The history of Wall Street is rife with people who believed they were smarter by half and could engineer risk to near zero.
In my lifetime there was Long-Term Capital Management, the hedge fund that employed Nobel Prize–winning economists who believed their mathematical models had tamed market volatility. For a while the strategy seemed brilliant. Then Russia defaulted on its debt in 1998, correlations that “couldn’t happen” suddenly did, and LTCM collapsed so spectacularly the Federal Reserve had to orchestrate a $3.6 billion bailout to prevent broader financial contagion.
Then there was Enron, whose executives were widely celebrated by McKinsey and others as the financial geniuses of their era. The company pioneered complex energy trading markets and used exotic accounting structures and off-balance-sheet partnerships that were too complex for many analysts and journalists to understand. Enron’s leaders, who graced the covers of magazines, insisted their innovations had reinvented corporate finance. In reality, the complexity mostly concealed massive leverage and fabricated profits.

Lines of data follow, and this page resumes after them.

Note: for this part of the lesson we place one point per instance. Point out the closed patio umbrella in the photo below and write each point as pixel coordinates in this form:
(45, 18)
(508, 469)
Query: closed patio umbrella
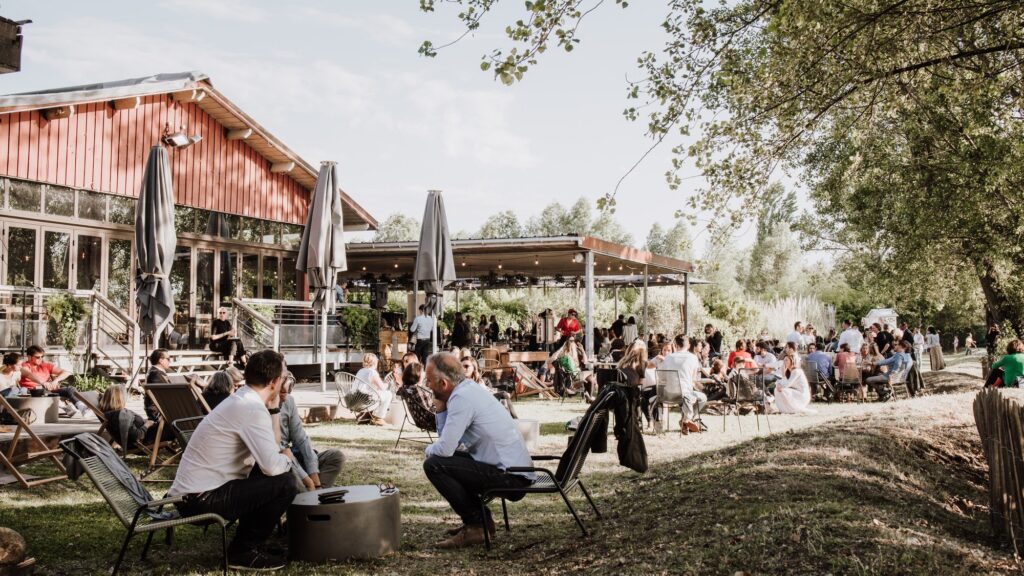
(322, 252)
(434, 264)
(155, 244)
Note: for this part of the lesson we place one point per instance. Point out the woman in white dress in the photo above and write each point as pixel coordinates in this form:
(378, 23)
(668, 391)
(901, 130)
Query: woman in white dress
(370, 379)
(793, 394)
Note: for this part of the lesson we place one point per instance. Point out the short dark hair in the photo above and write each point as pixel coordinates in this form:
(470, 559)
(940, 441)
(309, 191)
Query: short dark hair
(263, 368)
(681, 341)
(412, 374)
(157, 355)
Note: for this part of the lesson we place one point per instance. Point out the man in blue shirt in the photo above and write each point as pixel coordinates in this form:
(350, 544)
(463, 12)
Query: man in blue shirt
(468, 414)
(898, 364)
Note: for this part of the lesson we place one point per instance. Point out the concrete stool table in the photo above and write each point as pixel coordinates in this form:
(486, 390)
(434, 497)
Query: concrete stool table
(46, 409)
(367, 525)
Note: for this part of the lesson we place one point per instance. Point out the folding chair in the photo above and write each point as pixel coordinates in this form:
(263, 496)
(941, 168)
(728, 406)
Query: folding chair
(174, 401)
(420, 415)
(562, 480)
(129, 500)
(11, 460)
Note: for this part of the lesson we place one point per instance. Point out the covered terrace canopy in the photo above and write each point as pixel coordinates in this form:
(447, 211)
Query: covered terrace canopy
(513, 262)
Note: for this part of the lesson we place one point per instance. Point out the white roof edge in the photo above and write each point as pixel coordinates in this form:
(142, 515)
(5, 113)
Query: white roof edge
(158, 83)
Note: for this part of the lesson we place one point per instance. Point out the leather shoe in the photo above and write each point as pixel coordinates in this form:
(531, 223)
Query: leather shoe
(468, 536)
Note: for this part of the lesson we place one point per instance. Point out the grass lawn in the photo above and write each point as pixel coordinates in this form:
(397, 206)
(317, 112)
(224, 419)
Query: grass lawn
(856, 489)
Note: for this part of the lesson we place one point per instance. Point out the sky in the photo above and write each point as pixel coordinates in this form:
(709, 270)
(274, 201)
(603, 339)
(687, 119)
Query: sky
(342, 81)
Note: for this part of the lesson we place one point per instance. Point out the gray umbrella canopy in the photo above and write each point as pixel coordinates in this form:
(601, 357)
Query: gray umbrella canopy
(434, 264)
(155, 243)
(322, 252)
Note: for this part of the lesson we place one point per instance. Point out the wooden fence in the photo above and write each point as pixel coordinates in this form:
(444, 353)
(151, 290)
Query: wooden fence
(999, 416)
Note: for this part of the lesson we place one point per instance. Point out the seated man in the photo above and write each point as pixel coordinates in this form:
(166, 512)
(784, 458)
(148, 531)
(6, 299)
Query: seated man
(38, 373)
(468, 414)
(688, 368)
(313, 469)
(898, 363)
(217, 475)
(819, 362)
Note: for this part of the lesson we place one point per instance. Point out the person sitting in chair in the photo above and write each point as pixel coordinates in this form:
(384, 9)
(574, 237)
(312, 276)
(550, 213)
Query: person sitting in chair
(688, 368)
(312, 469)
(217, 472)
(468, 414)
(39, 373)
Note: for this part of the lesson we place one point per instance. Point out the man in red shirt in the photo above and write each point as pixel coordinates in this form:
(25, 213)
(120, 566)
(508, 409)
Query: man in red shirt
(568, 326)
(38, 373)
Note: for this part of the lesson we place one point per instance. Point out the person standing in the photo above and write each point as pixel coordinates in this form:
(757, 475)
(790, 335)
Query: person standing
(422, 328)
(688, 367)
(460, 331)
(714, 339)
(467, 414)
(232, 464)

There was the subprime mortgage era, when Wall Street assured investors that sophisticated financial engineering had made risky home loans safe. Banks bundled mortgages into securities, carved them into tranches, and then repackaged them into even more complex instruments called collateralized debt obligations. Rating agencies blessed many of them as AAA. When housing prices fell, the structure collapsed and nearly took the global financial system down with it.

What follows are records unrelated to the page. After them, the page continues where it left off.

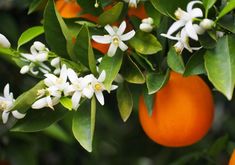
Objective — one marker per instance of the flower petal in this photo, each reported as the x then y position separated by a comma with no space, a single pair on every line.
76,99
18,115
191,31
122,46
5,115
72,76
121,28
112,50
175,26
88,92
196,13
41,103
127,36
109,29
100,97
106,39
191,4
102,76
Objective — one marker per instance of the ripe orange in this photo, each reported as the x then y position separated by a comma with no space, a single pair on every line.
232,159
183,112
70,9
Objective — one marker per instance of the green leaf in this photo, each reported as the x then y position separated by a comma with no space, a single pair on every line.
208,4
111,65
83,51
145,43
37,120
112,15
155,81
58,133
84,124
35,5
220,65
195,64
175,61
125,101
219,145
56,31
131,72
228,7
88,7
66,102
149,101
25,100
30,34
167,8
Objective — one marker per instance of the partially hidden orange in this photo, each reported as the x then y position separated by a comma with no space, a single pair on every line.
232,159
183,112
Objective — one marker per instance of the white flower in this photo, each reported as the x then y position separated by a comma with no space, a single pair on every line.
115,37
147,25
6,103
55,87
132,3
4,42
80,87
56,63
206,24
39,54
183,42
186,19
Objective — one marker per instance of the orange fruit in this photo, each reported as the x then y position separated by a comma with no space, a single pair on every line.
232,159
183,112
70,9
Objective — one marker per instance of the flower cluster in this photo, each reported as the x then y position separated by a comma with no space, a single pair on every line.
115,38
188,28
6,104
76,87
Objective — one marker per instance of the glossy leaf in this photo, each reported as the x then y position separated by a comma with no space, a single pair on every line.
125,101
56,32
175,61
112,15
84,124
155,81
195,64
220,65
131,72
111,65
228,7
25,100
167,8
37,120
30,34
145,43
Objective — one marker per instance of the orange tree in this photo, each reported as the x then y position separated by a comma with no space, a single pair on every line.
134,56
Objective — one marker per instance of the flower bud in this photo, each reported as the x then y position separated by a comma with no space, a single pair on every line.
146,27
4,42
206,24
24,69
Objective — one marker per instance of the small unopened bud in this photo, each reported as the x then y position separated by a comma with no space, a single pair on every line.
206,24
146,27
24,69
4,42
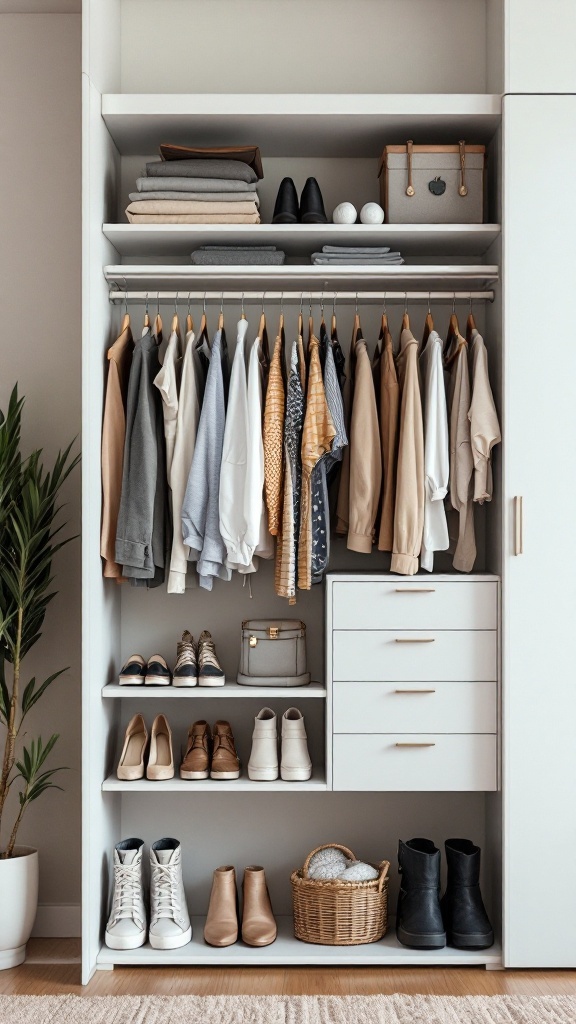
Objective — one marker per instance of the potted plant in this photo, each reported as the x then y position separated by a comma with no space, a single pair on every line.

Each episode had the same storyline: brilliant people convinced themselves their models, structures, or innovations had eliminated risk when in reality they had merely hidden it until the moment it erupted.
In short order, the American public may learn about another Wall Street financial engineering “sure thing” that people with far greater financial expertise than me warn could trigger another financial crisis, one that could rival the 2008 collapse. It’s the private credit market, and if Americans come to understand what fueled it, the political consequences could be profound.

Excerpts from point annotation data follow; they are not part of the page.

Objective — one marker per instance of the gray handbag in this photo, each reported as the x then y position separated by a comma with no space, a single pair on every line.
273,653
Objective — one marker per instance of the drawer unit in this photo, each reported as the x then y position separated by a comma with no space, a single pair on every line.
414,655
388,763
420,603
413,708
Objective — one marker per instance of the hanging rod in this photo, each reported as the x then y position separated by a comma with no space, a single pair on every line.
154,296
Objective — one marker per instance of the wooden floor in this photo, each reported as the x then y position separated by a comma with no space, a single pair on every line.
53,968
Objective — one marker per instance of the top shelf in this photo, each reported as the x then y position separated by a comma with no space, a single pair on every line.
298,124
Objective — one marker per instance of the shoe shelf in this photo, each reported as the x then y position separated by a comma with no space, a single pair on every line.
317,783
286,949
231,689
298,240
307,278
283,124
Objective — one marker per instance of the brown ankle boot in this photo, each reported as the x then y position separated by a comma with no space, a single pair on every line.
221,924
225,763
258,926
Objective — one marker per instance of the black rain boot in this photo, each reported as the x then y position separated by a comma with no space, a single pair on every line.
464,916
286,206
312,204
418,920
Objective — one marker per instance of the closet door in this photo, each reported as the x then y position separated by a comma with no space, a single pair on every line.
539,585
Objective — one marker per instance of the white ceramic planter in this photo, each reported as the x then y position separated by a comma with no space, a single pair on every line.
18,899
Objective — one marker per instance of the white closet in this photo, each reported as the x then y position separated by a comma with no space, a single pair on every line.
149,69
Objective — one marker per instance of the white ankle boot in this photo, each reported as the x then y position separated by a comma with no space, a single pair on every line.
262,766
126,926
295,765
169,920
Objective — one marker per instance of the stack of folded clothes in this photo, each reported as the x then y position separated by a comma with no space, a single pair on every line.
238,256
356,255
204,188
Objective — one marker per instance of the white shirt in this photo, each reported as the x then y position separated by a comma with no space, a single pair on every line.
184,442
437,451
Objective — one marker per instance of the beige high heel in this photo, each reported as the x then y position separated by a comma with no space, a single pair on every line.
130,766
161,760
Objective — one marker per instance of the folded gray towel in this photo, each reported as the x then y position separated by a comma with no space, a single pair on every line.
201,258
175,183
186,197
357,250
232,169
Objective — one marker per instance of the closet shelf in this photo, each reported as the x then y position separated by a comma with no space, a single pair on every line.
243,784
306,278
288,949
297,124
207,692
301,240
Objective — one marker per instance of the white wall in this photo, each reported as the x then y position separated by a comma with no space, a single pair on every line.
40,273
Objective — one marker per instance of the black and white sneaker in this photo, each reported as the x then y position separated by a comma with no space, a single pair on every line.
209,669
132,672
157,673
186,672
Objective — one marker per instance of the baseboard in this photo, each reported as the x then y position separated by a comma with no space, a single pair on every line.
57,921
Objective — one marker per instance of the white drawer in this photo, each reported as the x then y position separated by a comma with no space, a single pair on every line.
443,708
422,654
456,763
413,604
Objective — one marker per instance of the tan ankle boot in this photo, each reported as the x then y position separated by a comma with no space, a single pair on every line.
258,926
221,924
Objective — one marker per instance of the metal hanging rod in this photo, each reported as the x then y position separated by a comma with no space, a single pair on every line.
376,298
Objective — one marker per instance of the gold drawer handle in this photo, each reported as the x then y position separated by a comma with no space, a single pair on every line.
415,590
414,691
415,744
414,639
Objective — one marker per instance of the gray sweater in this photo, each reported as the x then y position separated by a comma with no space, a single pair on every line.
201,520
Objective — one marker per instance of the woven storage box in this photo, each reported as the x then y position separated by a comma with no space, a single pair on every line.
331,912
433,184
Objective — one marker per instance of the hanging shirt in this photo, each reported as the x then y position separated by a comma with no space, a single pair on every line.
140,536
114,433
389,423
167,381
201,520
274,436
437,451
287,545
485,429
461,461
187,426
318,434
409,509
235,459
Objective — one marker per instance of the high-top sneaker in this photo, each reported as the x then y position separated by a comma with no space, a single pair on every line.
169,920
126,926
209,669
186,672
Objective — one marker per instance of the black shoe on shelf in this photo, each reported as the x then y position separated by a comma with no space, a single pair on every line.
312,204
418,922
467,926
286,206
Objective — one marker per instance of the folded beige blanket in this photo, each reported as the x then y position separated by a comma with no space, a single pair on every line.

After the 2008 financial crisis, regulators moved to prevent another credit binge by forcing banks to hold more capital and discouraging the kinds of highly leveraged loans that had become commonplace during the housing bubble. True to form, Wall Street invented a new framework to circumvent the regulatory guardrails.
Private-equity firms and giant asset managers like Blackstone, Apollo, and KKR began making the sorts of highly leveraged loans that traditional banks were discouraged from making. Never mind that many had little experience originating and managing corporate loans. The multibillionaire Masters of the Universe who oversee these funds didn’t achieve their riches because of their humility.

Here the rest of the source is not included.